しかし、三佐子さんは憂鬱な顔をしている。
「マリッジブルー?」
「ううん。大丈夫」
二人は、住民課の窓口でカウンターを挟んで係の人と対面で座る。婚姻届を提出すると、係の人は「おめでとうございます。しばらくお待ちください」と言って、端末パソコンで確認を始めた。

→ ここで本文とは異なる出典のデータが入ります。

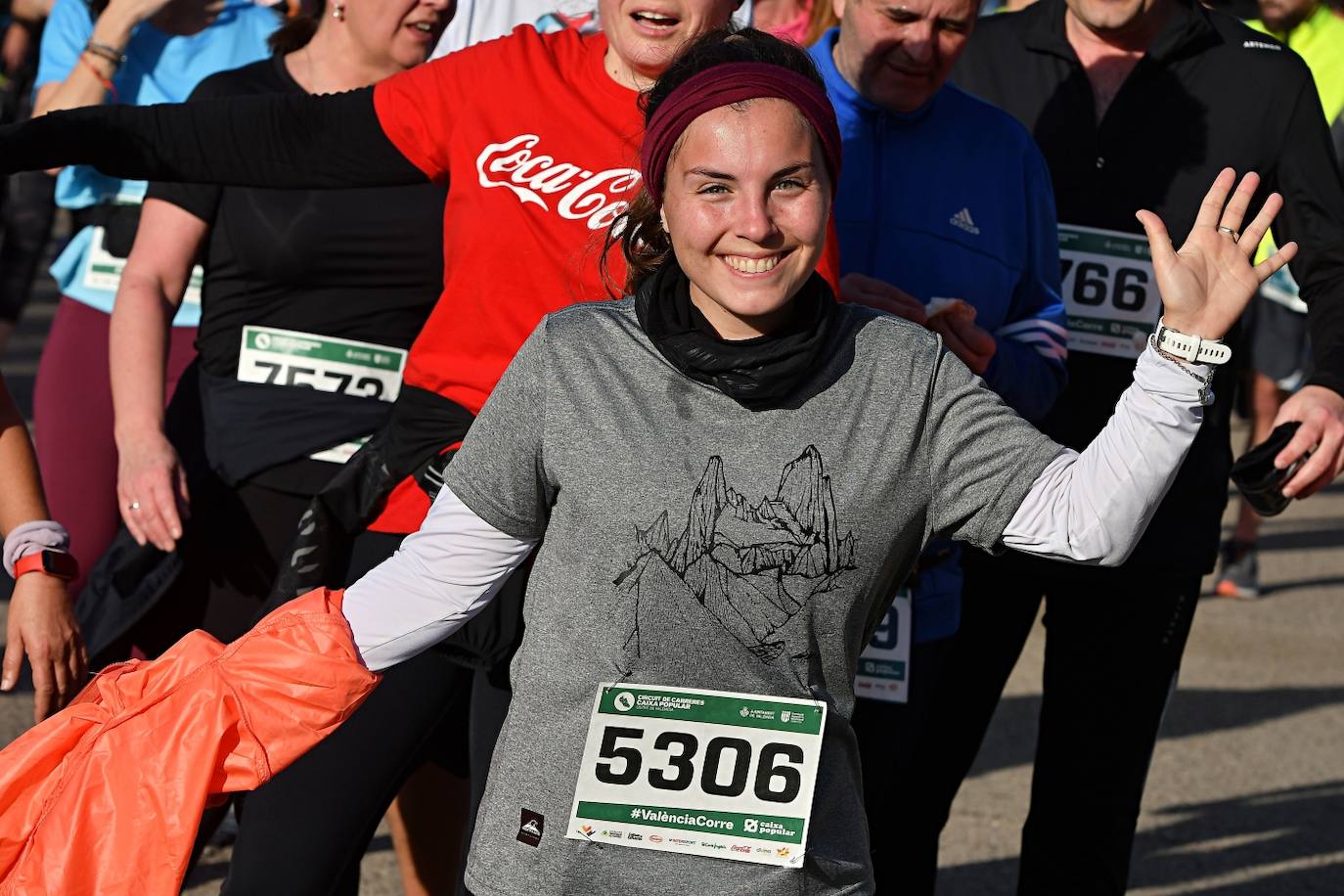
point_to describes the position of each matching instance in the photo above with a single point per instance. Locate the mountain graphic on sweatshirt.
(750, 565)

しかし、しばらくすると、しきりに首を捻り、何かをプリントアウトして、上司に相談に行った。
三佐子さんの様子がおかしい。
「大丈夫?」
「ちょっと出てくる」
そう言って、区役所の建物の外に出てしまった。
そこに、係の人が戻って来て、言いにくそうに話す。
「あの、すみません。妻になる方の本籍にお間違いはありませんか」
僕は「三佐子さん」と振り返るが、帰って来ない。
「何かありましたか?」
「詳しいことは申し上げられないのですが、お名前が見当たらないんです」
ものすごい胸騒ぎがする。
「三佐子さん!」
区役所の人に「ごめんなさい。ちょっと探して来ます」と言って、僕は立ち上がり、玄関から外に出た。
三佐子さんの姿はない。
…名前が見つからないってどういうこと? 戸籍がないってこと?
一度こっそり、叔母さんに三佐子さんのご両親のことを聞きに行ったが、思えばリアリティに欠ける話だった。塾長の小説の中でのサンザの別名「鬼女姫」のイメージとともに、「鬼籍」という言葉が浮かんだ。
…もしかして、三佐子さんはこの世のものではない?
僕の心は不安でいっぱいになる。
「三佐子さん!」
黄色い蝶々が視界を横切る。
…ごめんなさい。ごめんなさい。
三佐子さんの心の言葉が脳裏に響いた。
…武瑠君とのこと、結局、ちゃんと話してなかったね。
炎天下にクマゼミの蝉時雨、遠のく意識。
四年前の七月十三日。塾長が企画したコスプレイベントの同窓会。
そこからさらに五年前のイベントの、メンバーとスタッフ、熱血ファンが、市内の川に浮かぶカキ船レストランに集まっている。カキは冬のイメージだが、ここでは夏でも生カキが食べられる。
「サンザ、今日、山翔も呼ぼうかと思うたんじゃけど、今は武瑠と付き合いよるんじゃろ」
「付き合ってるっていうのかなぁ」
「まあ、あの時の償いはするけん」
「償いって。もういいですよ」
「はは。ところで、やっぱりリンダには連絡が取れんのか」
「はい。出発して二か月、電話もメールも返事がありません」
「心配じゃの。連絡があったら教えてくれ」
「はい」
「私の塾生は八年間で百八十三人おるけど、君らは特別。サンザとリンダは、娘のように思うとる」
「孫の年だと思います。あ、いえ、ありがとうございます。塾長のおかげで、大人になることができました」
開始時間になり、塾長の小説の決め台詞、「こんにちは、こんにちは」で乾杯。パーティが始まった。挨拶をさせると、長いので、乾杯のあとに講話の時間がセットされていた。塾長時代の口調でうんちく講義を始める。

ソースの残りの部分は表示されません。